In Silico Identification of Potential Inhibitors of Mycobacterium tuberculosis DNA Gyrase from Phytoconstituents of Indian Medicinal Plants

DNA gyrase, the sole type-II topoisomerase in Mycobacterium tuberculosis , plays a significant role in the bacteria’s survival by catalyzing the DNA topology change and is considered a crucial drug target. The emergence of drug resistance in Mycobacterium tuberculosis specifically against the second line of drugs; fluoroquinolones, targeting DNA gyrase, demands new potential compounds that would efficiently interact with it. To find a common suitable inhibitor for the apo and mutated forms of DNA gyrase, in this study, the compounds from an Indian medicinal plant database were screened for selecting potential drug-like molecules and two compounds IM5 and IM7 were selected after successful virtual screening and hit optimization with ADMET predictions, and chosen for MD simulation. The MMPBSA analysis of binding free energy validates the docking results of the two molecules.

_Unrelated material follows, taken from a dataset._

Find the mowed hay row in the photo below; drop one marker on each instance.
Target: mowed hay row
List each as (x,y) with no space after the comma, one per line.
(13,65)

The principal component analysis also supported the stability of the complexes and thus, these two molecules have turned out to be promising candidates against Mycobacterium tuberculosis . Overall, this work sheds light on the potential of DNA gyrase inhibitors as therapeutic agents for Mycobacterium tuberculosis treatment, and IM5 and IM7 showed promise as future research compounds.